Cell viability assay to measure drug sensitivity
Cells were plated in 96 well plates and exposed to various doses of WEE1 inhibitor (Calbiochem, Cat. No. 681637, 4-(2-Phenyl)-9-hydroxypyrrolo[3,4-c]carbazole-1,3-(2H,6H)-dione (PHCD)) 
. Cell viability was assessed by CellTiter Glo Luminescent Cell Viability Assay (Promega, USA) 48 hours later and surviving fraction for each dose of drug assessed by dividing the luminescence value of drug treated by the luminescence value of vehicle.
Protein lysates were prepared using RIPA lysis buffer (50 nM Tris pH 8.0, 150 mM NaCl, 0.1% SDS, 0.1% DOC, 1% TritonX-100, 50 mM NaF, 1 mM Na3VO4 and protease inhibitors). 100 µg of total cell lysate was loaded onto prefabricated 4–12% Bis-Tris gels (Invitrogen), with full range rainbow molecular weight marker (GE Healthcare, UK) as a size reference, and resolved by SDS-PAGE electrophoresis. Proteins were transferred to nitrocellulose membrane (Bio-rad, USA), blocked and probed with primary antibody diluted 1 in 1000 in 1×TBS-T with 5% BSA overnight at 4°C. Secondary antibodies were diluted 1 in 5000 in 1×TBS-T with 5% skim milk and incubated for one hour at room temperature.

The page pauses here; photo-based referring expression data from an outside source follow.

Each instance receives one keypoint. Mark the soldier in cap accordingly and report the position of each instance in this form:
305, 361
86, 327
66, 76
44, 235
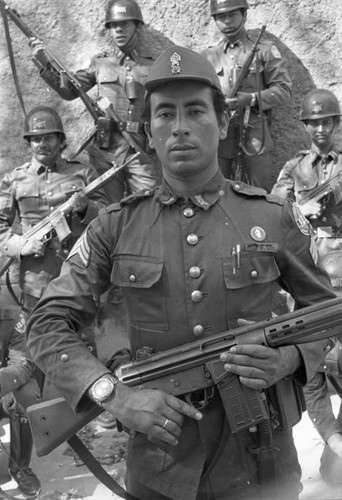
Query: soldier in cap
119, 75
266, 86
197, 256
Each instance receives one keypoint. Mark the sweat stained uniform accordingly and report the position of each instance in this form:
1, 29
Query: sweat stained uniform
120, 79
173, 259
275, 85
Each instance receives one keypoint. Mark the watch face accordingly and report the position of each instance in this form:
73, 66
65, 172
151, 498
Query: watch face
103, 388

Protein bands were visualised using ECL (GE Healthcare, UK) and MR or XAR film (Kodak).
Validation of gene silencing by siRNA
Validation of RNAi gene silencing was determined by western blotting. Cells were transfected with WEE1 ONTARGETplus SMARTpool or ONTARGETplus siControl, and protein lysates were made 48 hours later and western blotted for WEE1 expression with β-tubulin as a loading control.

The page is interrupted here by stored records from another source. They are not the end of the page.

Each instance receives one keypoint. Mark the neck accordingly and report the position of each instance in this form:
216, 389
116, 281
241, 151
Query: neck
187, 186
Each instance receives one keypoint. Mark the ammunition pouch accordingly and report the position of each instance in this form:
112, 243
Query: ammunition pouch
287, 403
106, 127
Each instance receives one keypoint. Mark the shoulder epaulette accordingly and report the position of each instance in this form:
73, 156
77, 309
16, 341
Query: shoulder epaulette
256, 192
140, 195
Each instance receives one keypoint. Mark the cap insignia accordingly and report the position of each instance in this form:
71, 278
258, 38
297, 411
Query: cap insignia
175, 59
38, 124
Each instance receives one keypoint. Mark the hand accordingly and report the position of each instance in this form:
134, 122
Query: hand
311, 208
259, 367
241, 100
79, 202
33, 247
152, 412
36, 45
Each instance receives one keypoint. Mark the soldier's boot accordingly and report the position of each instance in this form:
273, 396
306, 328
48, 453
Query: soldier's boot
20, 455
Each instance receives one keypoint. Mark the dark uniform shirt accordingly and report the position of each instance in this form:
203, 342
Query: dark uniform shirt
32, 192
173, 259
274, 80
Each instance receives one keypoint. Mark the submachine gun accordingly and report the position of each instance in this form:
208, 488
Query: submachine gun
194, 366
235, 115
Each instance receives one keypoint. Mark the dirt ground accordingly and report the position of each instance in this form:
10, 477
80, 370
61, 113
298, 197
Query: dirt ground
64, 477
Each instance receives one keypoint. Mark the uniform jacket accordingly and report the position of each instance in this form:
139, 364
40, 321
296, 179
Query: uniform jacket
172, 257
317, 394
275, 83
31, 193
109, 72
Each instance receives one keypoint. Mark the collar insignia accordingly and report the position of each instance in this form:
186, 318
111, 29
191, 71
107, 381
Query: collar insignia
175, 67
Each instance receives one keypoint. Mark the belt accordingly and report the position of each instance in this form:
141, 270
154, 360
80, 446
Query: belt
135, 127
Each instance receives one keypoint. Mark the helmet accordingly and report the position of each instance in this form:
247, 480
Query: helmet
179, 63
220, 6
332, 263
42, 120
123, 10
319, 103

PARP cleavage western blotting
Cells were transfected with WEE1 ONTARGETplus SMARTpool or ONTARGETplus siControl, and total cell lysates were made 48 hours later and western blotted for PARP with β-tubulin as a loading control. Cells were treated with 5 µM Wee1 inhibitor for 0, 6, 24 and 48 hours. Total cell lysates were made at the time points and western blotted for PARP with β-tubulin as a loading control.

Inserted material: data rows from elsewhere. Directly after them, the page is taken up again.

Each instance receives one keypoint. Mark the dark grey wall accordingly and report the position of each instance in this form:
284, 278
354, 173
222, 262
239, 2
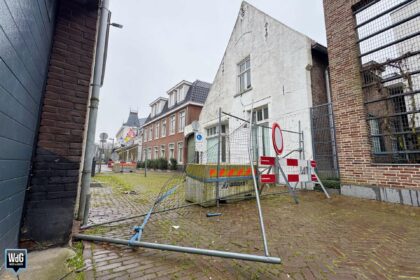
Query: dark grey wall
26, 28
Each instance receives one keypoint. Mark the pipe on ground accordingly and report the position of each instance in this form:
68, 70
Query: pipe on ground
189, 250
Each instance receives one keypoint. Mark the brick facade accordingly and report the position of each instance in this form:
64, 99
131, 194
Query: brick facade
52, 191
354, 147
192, 113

Caspase 3,7 activation assay
Cells were transfected with WEE1 ONTARGETplus SMARTpool or ONTARGETplus siControl, and caspase 3,7 activation was measured 48 hours later using Caspase-Glo 3/7 Assay (G8091, Promega) and expressed relative to mean luminescence in the wells transfected with siControl. Cells were treated with 5 µM Wee1 inhibitor and caspase 3,7 activation was measured 24 hours later using Caspase-Glo 3/7 Assay (G8091, Promega) and expressed relative to mean luminescence in the wells treated with vehicle.
WEE1 immunohistochemical staining
Immunohistochemistry for WEE1 was performed with a rabbit polyclonal antibody (Cell Signalling; 4936) at a dilution of 1/20 and developed with the dual Envision kit (Dako®, Glostrup, Denmark). Details of this cohort of patients are described elsewhere 
. Antigen retrieval was performed at 98°C for 30 minutes in citrate buffer pH 6 (Labvision) in the Labvision pre-treatment module. WEE1 immunohistochemical distribution on tissue microarray sections was analysed by two of the authors (JR-F and KS) on a multi-headed microscope. Only nuclear reactivity was considered specific. Cases were scored according to the Allred scoring system 
and a cut off of >5 (median score in the series) was adopted. The analysis was performed blinded to the results of other immunohistochemical markers and patients' outcome. All cases were classified into luminal, HER2 and basal-like groups according to the immunohistochemical panel described by Nielsen et al.